Cancer treatment can also lead to increased production of pro-inflammatory cytokines and chemokines. Tumours and cancer treatment influence neuro-immune and neuroinflammatory processes (e.g. alterations in brain pro-inflammatory cytokines). Cancer treatments can also influence the integrity of the blood-brain barrier and thus the trafficking of peripheral immune cells to the brain. Stress can also influence trafficking of peripheral immune cells to the brain. Psychological and physical challenges of cancer and its treatment may lead to neuro-immune alterations that influence behaviour.

Neuroendocrine systems (e.g. HPA axis; autonomic nervous system) are linked to fatigue outside of the cancer context. There appears to be an association between alterations in cortisol and fatigue for patients undergoing treatment. Dysregulation in diurnal cortisol secretion may be an indicator of circadian rhythm disturbance.
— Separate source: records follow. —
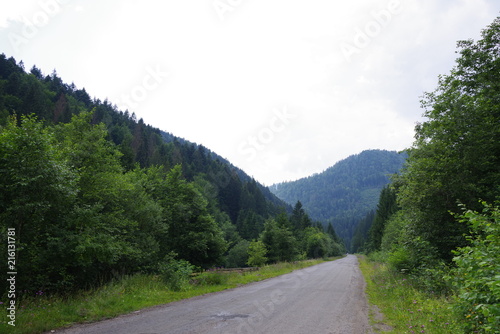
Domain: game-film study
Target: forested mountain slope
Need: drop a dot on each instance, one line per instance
(344, 193)
(90, 193)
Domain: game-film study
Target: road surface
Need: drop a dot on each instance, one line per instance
(326, 299)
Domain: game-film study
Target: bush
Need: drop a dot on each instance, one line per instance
(212, 278)
(477, 275)
(175, 273)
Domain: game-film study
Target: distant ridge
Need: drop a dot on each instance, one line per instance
(344, 193)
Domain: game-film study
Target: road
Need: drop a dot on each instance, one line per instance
(326, 299)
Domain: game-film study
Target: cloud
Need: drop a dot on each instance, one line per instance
(225, 77)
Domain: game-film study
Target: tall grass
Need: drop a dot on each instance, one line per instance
(41, 313)
(406, 308)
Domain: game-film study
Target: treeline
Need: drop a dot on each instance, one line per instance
(439, 220)
(93, 194)
(344, 193)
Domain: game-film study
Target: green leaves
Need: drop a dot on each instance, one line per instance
(476, 277)
(456, 154)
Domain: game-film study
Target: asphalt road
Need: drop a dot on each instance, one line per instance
(327, 298)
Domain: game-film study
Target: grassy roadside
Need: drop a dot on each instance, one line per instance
(404, 307)
(41, 313)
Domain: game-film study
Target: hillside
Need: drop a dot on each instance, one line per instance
(344, 193)
(91, 194)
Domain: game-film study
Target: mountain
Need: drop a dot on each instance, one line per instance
(231, 190)
(344, 193)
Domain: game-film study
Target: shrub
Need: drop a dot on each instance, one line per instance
(175, 273)
(477, 275)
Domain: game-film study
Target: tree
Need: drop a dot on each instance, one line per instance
(192, 232)
(38, 188)
(456, 154)
(386, 207)
(257, 254)
(280, 242)
(476, 277)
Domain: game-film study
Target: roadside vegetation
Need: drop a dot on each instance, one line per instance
(40, 313)
(434, 241)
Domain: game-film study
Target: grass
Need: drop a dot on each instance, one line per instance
(42, 313)
(406, 308)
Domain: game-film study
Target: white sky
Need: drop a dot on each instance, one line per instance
(281, 88)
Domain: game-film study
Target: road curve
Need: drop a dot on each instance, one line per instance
(326, 299)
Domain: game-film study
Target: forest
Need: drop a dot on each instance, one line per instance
(90, 193)
(438, 221)
(345, 192)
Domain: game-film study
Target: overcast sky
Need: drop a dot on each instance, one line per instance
(281, 88)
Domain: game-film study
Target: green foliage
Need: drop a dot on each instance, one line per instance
(256, 254)
(346, 192)
(238, 255)
(476, 277)
(175, 273)
(386, 207)
(280, 242)
(456, 153)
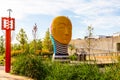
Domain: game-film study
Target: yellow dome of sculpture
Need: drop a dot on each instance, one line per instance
(61, 29)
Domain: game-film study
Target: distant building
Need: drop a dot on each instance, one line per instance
(116, 34)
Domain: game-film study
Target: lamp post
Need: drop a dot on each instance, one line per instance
(8, 24)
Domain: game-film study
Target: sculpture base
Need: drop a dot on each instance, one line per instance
(61, 58)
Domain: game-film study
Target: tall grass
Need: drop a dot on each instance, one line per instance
(33, 66)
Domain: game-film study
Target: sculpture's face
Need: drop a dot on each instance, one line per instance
(61, 29)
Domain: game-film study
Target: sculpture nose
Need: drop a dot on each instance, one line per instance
(66, 31)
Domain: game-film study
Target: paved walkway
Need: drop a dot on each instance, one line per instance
(8, 76)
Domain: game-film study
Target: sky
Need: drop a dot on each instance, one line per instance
(102, 15)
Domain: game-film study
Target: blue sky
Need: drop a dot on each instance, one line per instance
(103, 15)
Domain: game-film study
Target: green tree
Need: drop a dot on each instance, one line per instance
(22, 38)
(2, 49)
(39, 44)
(47, 44)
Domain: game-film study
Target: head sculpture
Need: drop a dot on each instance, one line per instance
(61, 29)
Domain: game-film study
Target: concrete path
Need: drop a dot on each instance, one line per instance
(8, 76)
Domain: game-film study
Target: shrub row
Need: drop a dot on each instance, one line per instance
(32, 66)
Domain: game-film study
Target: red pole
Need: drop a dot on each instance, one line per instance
(8, 51)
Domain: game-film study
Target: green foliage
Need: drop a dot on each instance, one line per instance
(73, 72)
(112, 72)
(29, 65)
(1, 60)
(73, 57)
(22, 37)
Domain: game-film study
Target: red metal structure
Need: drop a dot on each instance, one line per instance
(8, 24)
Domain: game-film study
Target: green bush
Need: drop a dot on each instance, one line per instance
(73, 57)
(31, 66)
(2, 60)
(73, 72)
(112, 72)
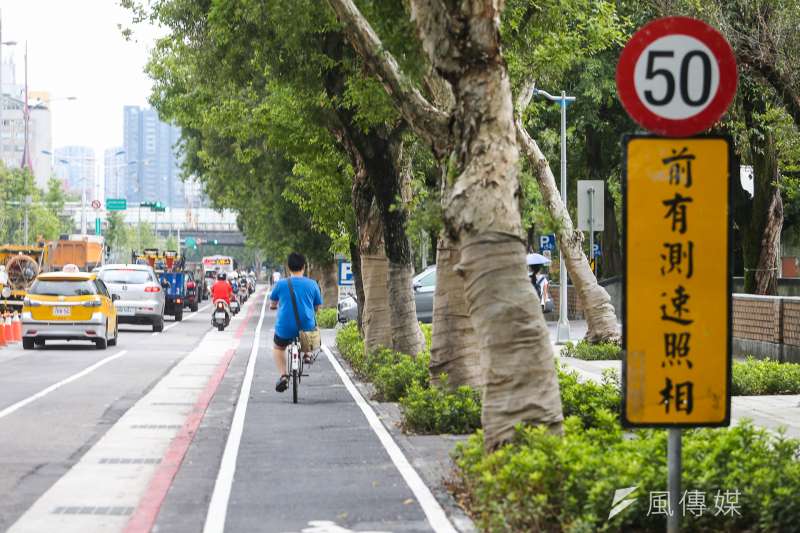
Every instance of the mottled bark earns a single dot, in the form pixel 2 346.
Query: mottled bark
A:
pixel 767 272
pixel 481 207
pixel 329 283
pixel 454 346
pixel 760 219
pixel 601 320
pixel 355 261
pixel 386 171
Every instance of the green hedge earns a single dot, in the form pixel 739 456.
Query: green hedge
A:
pixel 543 482
pixel 604 351
pixel 327 318
pixel 437 409
pixel 754 377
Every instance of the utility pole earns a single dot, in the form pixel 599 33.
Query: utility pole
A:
pixel 562 332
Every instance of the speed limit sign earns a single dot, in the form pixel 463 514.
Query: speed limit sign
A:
pixel 676 76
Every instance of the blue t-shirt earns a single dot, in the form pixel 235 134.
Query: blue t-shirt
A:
pixel 307 295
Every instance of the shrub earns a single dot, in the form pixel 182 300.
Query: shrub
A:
pixel 327 318
pixel 604 351
pixel 587 399
pixel 436 409
pixel 754 377
pixel 544 482
pixel 427 330
pixel 393 379
pixel 351 347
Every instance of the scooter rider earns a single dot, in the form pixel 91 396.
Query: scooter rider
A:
pixel 222 290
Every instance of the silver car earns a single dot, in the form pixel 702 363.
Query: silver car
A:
pixel 424 286
pixel 141 297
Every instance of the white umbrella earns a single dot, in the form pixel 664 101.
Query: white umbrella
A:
pixel 536 259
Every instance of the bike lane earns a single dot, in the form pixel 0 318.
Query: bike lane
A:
pixel 318 466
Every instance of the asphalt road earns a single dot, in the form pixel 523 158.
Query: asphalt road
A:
pixel 183 430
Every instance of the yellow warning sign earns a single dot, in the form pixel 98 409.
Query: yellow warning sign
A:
pixel 677 326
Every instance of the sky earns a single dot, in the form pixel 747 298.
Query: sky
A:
pixel 76 49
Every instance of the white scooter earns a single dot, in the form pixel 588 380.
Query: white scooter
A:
pixel 221 317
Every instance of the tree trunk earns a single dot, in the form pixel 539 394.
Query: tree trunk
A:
pixel 481 208
pixel 375 323
pixel 377 316
pixel 378 152
pixel 454 346
pixel 762 220
pixel 329 282
pixel 767 273
pixel 601 320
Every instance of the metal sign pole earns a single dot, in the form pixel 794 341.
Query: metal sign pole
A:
pixel 593 260
pixel 674 479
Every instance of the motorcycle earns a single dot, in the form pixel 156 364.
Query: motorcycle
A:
pixel 220 318
pixel 235 305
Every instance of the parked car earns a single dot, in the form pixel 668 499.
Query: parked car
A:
pixel 69 306
pixel 424 285
pixel 140 296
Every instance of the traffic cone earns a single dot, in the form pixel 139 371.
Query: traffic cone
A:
pixel 16 327
pixel 8 329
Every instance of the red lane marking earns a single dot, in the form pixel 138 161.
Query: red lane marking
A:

There also is an association between autonomic dysregulation and post-treatment fatigue in cancer survivors.

There is an association between task-related prefrontal activation and fatigue in patients before treatment onset. There also appears to be an association between alterations in resting-brain connectivity and persistent fatigue. Neural inefficiency in the executive control network at pre-treatment was associated with post-treatment fatigue. Alterations in neural processes may be a predisposing risk factor for fatigue. The dopamine and reward pathways in the brain appear to be relevant for fatigue. Hypervigilance as seen in amygdala activity might also play a role.